I'm not sure what Ross is referring to when he says the extra man. It seems like the extra hat is the hat of the man who chose first. If someone could please clarify how Ross obtained this last equation, I would be grateful. Thanks.

Suppose there are four men $A,B,C,D$ with their hats $a,b,c,d$.
The first part considered two cases: $A$ chooses $a$ or else.

When $A$ chooses $a$, $p(E|M)=0$.
So $P_n = p(E|M^c)p(M^c) = p(E|M^c)\frac{n-1}{n}$.

For the second part, we are concerning only the case when $A$ has not chosen hat $a$. Suppose $A$ has chosen $b$, then there are three men and three hats remaining, namely $B,C,D$ and $a,c,d$.
Since there are only two matching pairs left ($C,c$ and $D,d$), so I guess the extra man refers to $B$ and the extra hat refers to $a$.

The second case is straight forward, if

the extra man does select the extra hat


that is, $B$ selects $a$ (which is of probability $\frac{1}{n-1}$), then there are $n-2$ matching pairs left ($C,c$ and $D,d$ in this case). So the probability of this case is $\frac{1}{n-1}P_{n-2}$.

If

the extra man does not select the extra hat


that is, $B$ does not select $a$ (which is of probability $\frac{n-2}{n-1}$), considering

regarding the extra hat as “belonging” to the extra man


the probability of this case is $p(\hat{E}|M^c)\frac{n-2}{n-1}=P_{n-1}$.

Therefore we have $p(E|M^c)=P_{n-1}+\frac{1}{n-1}P_{n-2}$.

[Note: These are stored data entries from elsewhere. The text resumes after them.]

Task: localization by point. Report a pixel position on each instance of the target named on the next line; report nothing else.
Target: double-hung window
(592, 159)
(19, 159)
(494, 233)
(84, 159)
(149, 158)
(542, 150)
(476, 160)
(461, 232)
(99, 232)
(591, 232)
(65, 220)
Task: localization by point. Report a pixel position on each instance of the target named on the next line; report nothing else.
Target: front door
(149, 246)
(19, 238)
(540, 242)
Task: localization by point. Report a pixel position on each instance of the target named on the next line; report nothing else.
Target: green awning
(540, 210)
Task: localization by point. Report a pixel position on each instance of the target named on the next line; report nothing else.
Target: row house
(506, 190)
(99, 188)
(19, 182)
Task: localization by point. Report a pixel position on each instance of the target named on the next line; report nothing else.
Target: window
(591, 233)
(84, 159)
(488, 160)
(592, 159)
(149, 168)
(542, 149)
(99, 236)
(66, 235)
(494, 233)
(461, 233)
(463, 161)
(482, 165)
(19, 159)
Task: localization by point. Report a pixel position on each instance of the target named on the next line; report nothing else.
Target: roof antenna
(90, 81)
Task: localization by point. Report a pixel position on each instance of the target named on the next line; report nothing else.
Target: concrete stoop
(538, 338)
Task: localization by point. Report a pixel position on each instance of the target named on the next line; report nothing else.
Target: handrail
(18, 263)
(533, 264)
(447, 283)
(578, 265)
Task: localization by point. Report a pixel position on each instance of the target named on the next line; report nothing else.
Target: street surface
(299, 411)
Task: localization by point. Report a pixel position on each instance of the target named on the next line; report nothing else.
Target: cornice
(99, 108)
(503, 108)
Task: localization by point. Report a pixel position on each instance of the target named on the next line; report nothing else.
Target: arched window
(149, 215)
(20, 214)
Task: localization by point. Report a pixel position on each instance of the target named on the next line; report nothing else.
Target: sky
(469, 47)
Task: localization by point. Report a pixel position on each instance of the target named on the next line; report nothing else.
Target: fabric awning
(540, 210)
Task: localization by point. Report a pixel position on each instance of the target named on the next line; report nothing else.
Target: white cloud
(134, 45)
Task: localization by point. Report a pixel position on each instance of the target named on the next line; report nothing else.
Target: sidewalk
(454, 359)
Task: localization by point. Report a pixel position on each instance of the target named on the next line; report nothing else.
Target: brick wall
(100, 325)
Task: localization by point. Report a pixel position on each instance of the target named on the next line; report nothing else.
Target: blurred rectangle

A permutation with no matches is also known as a derangement.

Simply put, whenever Ross uses the term "extra," he is referring to either a man or a hat that has not yet been paired up, but any pairing that remains possible is guaranteed to not result in that man receiving his own hat.

So, up to the first part that you say you understand, if the first man does not choose his own hat, then he has chosen someone else's hat. In that case, his own hat remains among the $n-1$ left over hats, and his hat is "extra"--no matter who chooses it, it will not result in a pairing of a hat and its owner, because its owner already chose a different hat.

Similarly, after the first man's choice of a hat that is not his, there must be an "extra" man, who, for any remaining hat that he receives, is guaranteed to not receive his own. Who is this man? He is the man whose hat the first man received.

I am only explaining the second part which is not clear from other answers.Hope this is clear.

Extra is referred to man or hat whose pair is not present in the selection, once first man has made the selection. This leads to two cases :-

1. Extra man doesn't choose the extra hat- Here he is having same choices compared other men where he can't choose this extra hat and for other men, they can't choose their own hat which is leading to similar situation having n-1 men having no man can choose their hat.

2. Extra man does choose the extra hat - Probability of choosing the extra hat is 1/(n-1) for extra man and having done that we are now left with n-2 men leading to similar situation having n-2 men situation.